序品(じょほん)第一

(さあお釈迦さまがお出ましになった)

 法華経の第一番目の章が序品で、場面はお釈迦さまがインドのマカダ国、王舎城の近くの小高い山である霊鷲山(りょうじゅせん)において、多くの人々が集まる前で法をお説きになる尊い様子が示されております。

 この序品では、まだお釈迦さまは一言もお言葉を出されておりませんが、集って来たあらゆる人々や、人々ばかりでなく非常に多くの生きとし生けるもの、佛の世界、菩薩の世界の尊い方々より、下は畜生や餓鬼や地獄で苦しむものに至るまで、その代表者があますことなく、お釈迦さまがおりますこの霊鷲山に集まって来たので、天と地が不思議な感動に揺れ、すべてのものの根源が動き起り覚めた姿を見せました。

 天上より白い花びらや赤い花びらがヒラヒラ舞い降り、お釈迦さまや集まった沢山の方々の上にそそぎました。するとお釈迦さまの眉間から、智慧の光がサーッと強く輝きわたって、東方に向って光の届かない所もないほど、明るい照らし方をなされました。この光は一時にとどまらず、未来永遠にわたって全宇宙あますところなく光り輝く事になっていますから、勿論、現在の私たちも、お釈迦さまの眉間から出された光を受けているわけです。

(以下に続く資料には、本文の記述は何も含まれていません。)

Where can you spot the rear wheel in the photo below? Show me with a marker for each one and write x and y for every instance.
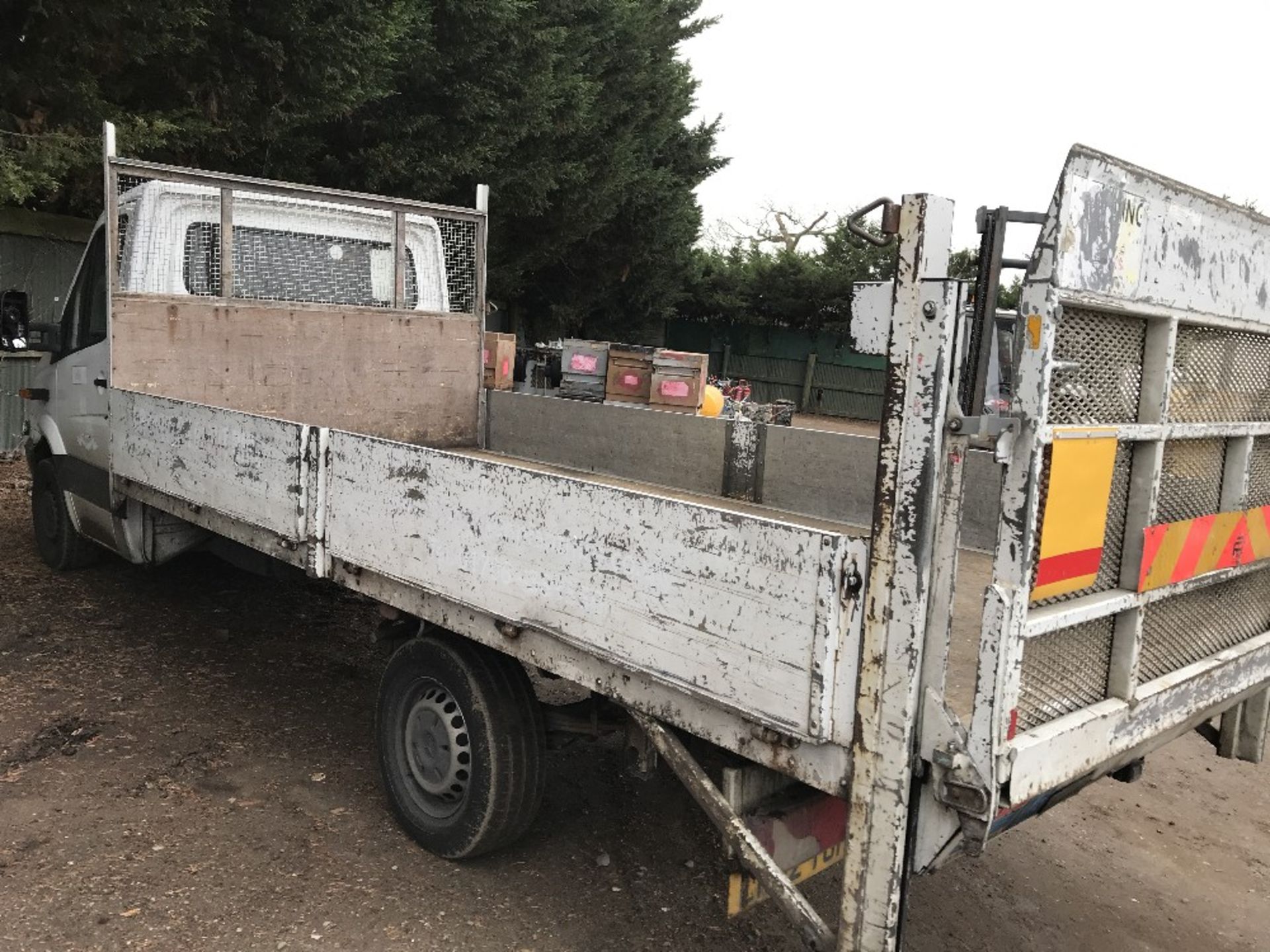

 さて、このような壮大な有様が霊鷲山において起った時、お集りの菩薩さまの中で弥勒(みろく)という方と文殊(もんじゅ)という方がお話をなさいました。

 弥勒は、実行力のある尊い菩薩さまで、やがては私たちを救って下さる佛さまとなられる方です。頬杖をついて深く静かに瞑想にふけっているお姿で現わされていますが、この弥勒菩薩が、智慧のすぐれた何でも知っていらっしゃる文殊菩薩にお尋ねになっているのです。

 文殊さまは、お釈迦さまのまわりの不思議な有様について、

 「この様な現象は、遠い昔にも行われた。今ここにお釈迦さまが我々の前に正しく妙法蓮華経と名付ける世にも尊いお教えを説かれることであろう。どうか心してこの有難いお説法をお聴きしようではないか。一心に合掌してお待ちしようではないか」

 と、弥勒をはじめ居合せた多くの人々に最も大きな期待を寄せられました。文殊さまは妙法蓮華経が、ずっと昔の時代にも日月燈明如来(にちがつとうみょうにょらい)という佛さまとなって説かれたことがあると、前置きされて、その時のお話しを致しました。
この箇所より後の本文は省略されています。